Taking out whole of life or endowment insurance policies was a popular way of saving and investing prior to the evolution of the managed funds industry. Because the premiums were typically not inflation-adjusted, the value of the policies has not kept up with inflation. What seemed like a very high insured value decades ago, enough to retire on even, is now only enough to pay for a decent funeral and perhaps a bit more. Rather than surrender these policies and thereby losing bonuses, policy owners retain them to cover end of life costs. This means they continue paying the annual premium.
There is a way, however, to unlock the value of these old policies to provide cash for retirement. The policy can in most cases be sold to an investor, leaving the life insured unchanged. This is done through the Life Insurance Policy Exchange (www.policyexchange.co.nz). The policy holder receives more than the surrender value and the investor purchasing the policy gets a reasonable return, with the added benefit that if the insured person dies prematurely, the investor receives an earlier than expected pay-out. This has the effect of significantly increasing the rate of return.

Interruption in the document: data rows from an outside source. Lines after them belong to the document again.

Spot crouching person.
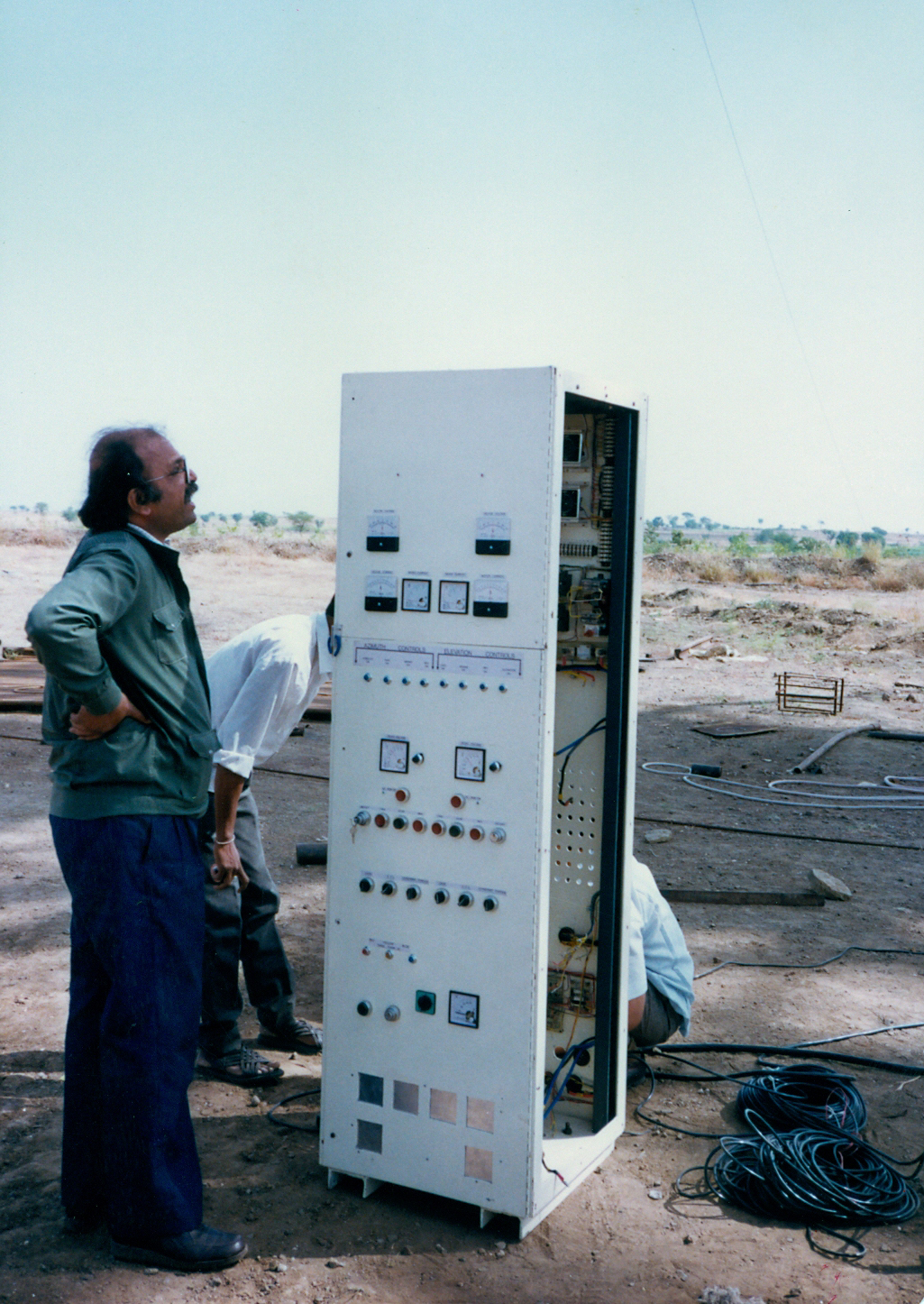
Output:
[628,857,693,1059]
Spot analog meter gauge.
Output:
[471,575,508,618]
[474,511,509,556]
[456,748,485,784]
[450,991,479,1027]
[401,579,430,611]
[378,738,409,775]
[439,579,468,616]
[366,511,401,553]
[366,571,398,611]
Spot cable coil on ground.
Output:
[675,1064,921,1260]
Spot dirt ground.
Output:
[0,546,924,1304]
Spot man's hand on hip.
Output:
[70,693,151,742]
[211,842,251,892]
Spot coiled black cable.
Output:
[675,1110,920,1258]
[667,1064,924,1260]
[737,1064,866,1134]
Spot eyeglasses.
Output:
[147,458,189,485]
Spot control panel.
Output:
[321,368,645,1232]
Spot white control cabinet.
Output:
[321,368,645,1235]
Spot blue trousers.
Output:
[50,815,204,1244]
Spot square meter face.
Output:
[401,579,430,611]
[439,579,468,616]
[456,748,485,784]
[378,738,410,775]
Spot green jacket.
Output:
[26,529,219,819]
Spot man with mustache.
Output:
[26,427,246,1272]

This option to sell policies has been in place for a long time. However, there is now another twist. At a time when cashflow is more important that life cover, cash can be withdrawn from policies in partial lump sum payments over a period of time. In this case, part of the policy is sold and part is retained – perhaps to cover funeral costs. It is also possible to add additional value to the policy by increasing premiums. In this way, the policy becomes a retirement planning tool. Funds can be built up just prior to retirement and then withdrawn gradually over the course of retirement.